Now within these skewed markets, which markets also are having price changes? These markets would now have not only a supply/demand skew but also a supply side that is demonstrating a willingness to sell, actively reducing prices. 

Let's look for markets where at least 25% of the inventory is experiencing price changes as measured by the moving average of the last 3 months.

In [None]:
# Calculate the 3-period rolling average of price drops, filter using query, and extract parcl_ids
imbalanced_with_price_changes_data = (
    supply_monthly
    # Calculate the 3-month rolling average of price changes for each parcl_id
    .assign(
        ma_price_changes=lambda df: df.groupby('parcl_id')['pct_price_drops'].transform(lambda x: x.rolling(window=6).mean())
    )
    
    # Filter for records where the rolling average of price changes is greater than 0.25 and date is '7/1/2024'
    .query('ma_price_changes > 0.15 and date == "7/1/2024"')
    
    # Sort by the rolling average of price changes in descending order
    .sort_values('ma_price_changes', ascending=False)
    
    # Further filter to include only imbalanced parcl_ids using query
    .query('parcl_id in @imbalanced_parcl_ids')
    # Further filter for investor drop-off markets
    .query('parcl_id in @investor_dropoff_parcl_ids')
    
)

# Display the final list of imbalanced parcl_ids with significant price changes
print(f'There are {len(imbalanced_with_price_changes_data)} markets with significant price changes.')
print(f'There are {len(imbalanced_with_price_changes_data["parcl_id"].unique())} with significant price changes and distressed demand.')
print(f'The parcl_ids with significant price changes are: {imbalanced_with_price_changes_data["parcl_id"].unique()}')

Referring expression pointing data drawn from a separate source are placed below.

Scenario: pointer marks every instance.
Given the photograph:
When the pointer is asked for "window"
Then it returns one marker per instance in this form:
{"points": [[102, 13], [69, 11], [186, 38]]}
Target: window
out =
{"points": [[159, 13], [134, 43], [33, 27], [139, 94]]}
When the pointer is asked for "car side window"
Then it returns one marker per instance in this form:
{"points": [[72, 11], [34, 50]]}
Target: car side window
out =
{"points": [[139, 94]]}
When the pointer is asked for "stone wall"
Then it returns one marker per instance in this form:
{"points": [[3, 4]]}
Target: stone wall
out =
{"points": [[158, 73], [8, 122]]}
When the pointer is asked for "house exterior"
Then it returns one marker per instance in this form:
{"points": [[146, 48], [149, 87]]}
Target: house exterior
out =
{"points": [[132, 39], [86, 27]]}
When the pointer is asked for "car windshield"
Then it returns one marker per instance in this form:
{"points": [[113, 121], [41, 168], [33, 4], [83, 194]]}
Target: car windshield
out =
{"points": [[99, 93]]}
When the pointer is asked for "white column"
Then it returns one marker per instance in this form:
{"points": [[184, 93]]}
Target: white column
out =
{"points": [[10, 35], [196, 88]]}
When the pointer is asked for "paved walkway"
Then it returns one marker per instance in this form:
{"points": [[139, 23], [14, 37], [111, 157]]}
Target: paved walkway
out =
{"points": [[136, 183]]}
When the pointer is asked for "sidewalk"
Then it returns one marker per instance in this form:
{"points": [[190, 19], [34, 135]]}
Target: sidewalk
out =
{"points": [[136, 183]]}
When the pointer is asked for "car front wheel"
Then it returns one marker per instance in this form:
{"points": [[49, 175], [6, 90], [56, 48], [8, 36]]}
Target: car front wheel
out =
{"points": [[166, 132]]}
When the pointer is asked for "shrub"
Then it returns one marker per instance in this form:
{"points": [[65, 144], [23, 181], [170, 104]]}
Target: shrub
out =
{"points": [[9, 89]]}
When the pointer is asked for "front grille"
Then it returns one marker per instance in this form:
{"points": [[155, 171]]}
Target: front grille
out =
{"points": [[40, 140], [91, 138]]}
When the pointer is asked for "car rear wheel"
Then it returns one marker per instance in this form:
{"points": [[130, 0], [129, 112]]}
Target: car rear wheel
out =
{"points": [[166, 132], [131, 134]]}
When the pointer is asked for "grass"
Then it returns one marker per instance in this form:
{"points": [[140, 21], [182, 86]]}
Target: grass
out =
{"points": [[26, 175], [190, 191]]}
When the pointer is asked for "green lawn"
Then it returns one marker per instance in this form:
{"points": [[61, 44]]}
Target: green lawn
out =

# Save the list of parcl_ids with significant price changes to a variable for further analysis
imbalanced_with_price_changes_pids =  imbalanced_with_price_changes_data['parcl_id'].unique().tolist()



In [None]:
# markets left
markets.loc[markets['parcl_id'].isin(imbalanced_with_price_changes_pids)][['clean_name']]

In [None]:
# Combine the two lists before using in the query
combined_parcl_ids = imbalanced_with_price_changes_pids + [5826765]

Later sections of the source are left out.